[MRG] EHN handle NaN value in QuantileTransformer by glemaitre · Pull Request #10437 · scikit-learn/scikit-learn

glemaitre · 2018-01-09T16:24:35Z

Reference Issues/PRs

partially addresses #10404

What does this implement/fix? Explain your changes.

NaN are handled and ignored during processing in the QuantileTransformer.

Any other comments?

TODO:

Address FIXME
Change check_array after addressing [RFC] Dissociate NaN and Inf when considering force_all_finite in check_array #10455

glemaitre · 2018-01-09T17:22:37Z

@jnothman I have 2 questions:

Shall we modify check_array to handle inf/nan separately. I could think that ensure_all_finite could accept a string as well nan or inf to make the checking for one of this case only. Right now, I put this logic in the _check_inputs of the QuantileTransformer
I get a RuntimeWarning due to a comparison with NaN. Since the comparison return False, everything is fine. Shall we silent the warning or instead make a comparison a masked array?
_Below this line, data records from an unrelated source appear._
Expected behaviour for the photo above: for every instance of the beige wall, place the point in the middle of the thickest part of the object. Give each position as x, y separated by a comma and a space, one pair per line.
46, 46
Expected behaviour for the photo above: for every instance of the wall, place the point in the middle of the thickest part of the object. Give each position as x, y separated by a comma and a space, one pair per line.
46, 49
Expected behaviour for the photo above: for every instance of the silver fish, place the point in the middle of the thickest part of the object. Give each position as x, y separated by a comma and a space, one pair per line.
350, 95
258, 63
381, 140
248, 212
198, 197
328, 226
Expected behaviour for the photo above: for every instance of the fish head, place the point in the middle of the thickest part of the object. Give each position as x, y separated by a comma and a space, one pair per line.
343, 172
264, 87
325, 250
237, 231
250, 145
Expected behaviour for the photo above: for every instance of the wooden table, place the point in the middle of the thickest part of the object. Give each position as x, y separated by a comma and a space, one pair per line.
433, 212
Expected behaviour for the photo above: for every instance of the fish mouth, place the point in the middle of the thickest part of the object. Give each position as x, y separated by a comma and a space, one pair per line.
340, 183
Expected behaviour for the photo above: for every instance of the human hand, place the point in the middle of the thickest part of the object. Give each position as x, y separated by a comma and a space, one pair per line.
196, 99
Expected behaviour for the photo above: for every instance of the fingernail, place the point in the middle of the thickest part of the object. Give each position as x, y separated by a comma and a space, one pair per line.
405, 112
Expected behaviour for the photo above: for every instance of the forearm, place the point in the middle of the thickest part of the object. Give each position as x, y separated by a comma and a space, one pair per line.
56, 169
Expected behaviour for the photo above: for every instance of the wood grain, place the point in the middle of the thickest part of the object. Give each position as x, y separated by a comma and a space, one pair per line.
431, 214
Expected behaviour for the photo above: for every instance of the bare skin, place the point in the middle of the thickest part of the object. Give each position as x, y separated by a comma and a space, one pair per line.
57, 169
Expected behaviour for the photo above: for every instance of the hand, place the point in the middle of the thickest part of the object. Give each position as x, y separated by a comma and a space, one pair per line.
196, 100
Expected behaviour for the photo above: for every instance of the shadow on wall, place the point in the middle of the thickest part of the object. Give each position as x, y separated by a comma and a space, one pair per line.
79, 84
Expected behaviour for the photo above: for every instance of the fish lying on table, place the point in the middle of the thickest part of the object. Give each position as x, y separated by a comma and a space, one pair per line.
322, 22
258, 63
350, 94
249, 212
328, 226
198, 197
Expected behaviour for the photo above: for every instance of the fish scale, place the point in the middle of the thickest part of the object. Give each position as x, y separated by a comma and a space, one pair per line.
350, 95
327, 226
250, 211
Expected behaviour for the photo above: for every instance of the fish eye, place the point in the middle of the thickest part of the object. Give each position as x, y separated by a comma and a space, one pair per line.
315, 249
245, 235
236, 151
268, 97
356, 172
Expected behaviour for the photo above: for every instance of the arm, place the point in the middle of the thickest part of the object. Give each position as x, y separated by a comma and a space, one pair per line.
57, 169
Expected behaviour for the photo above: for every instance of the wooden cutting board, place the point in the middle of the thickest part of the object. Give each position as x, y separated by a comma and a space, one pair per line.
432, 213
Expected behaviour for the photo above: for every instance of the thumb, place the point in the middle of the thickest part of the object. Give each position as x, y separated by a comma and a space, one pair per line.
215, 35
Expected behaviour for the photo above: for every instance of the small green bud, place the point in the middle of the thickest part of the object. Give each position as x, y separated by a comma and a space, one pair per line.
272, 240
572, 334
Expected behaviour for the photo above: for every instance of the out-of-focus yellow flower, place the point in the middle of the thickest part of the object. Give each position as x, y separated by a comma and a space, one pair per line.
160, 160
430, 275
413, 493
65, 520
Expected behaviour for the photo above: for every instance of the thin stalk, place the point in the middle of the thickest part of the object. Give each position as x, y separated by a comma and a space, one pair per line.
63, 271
jnothman · 2018-01-09T22:18:31Z

what's the harm in silencing the warning?

jnothman

This is nice:)

glemaitre · 2018-01-09T22:35:59Z

what's the harm in silencing the warning?

I don't see any. I would go for that solution.

However, nanpercentile is available from numpy 1.9. Ubuntu has only 1.8.2 version. Shall we backport the nanfunctions.py from numpy?

jnothman · 2018-01-09T22:42:14Z

Sure. Backport and inform other contributors at #10404

jnothman · 2018-01-09T22:42:50Z

Sure. Backport and inform other contributors at #10404

glemaitre · 2018-01-10T13:20:21Z

Backport is headache in fact. I tried and we have to bring to much code from numpy to be able to support it. Speaking IRL with @ogrisel, we propose to raise a NotImplemented error when there is NaN and that we require a nanfunctions (involving numpy >= 1.9) and ask for an upgrade.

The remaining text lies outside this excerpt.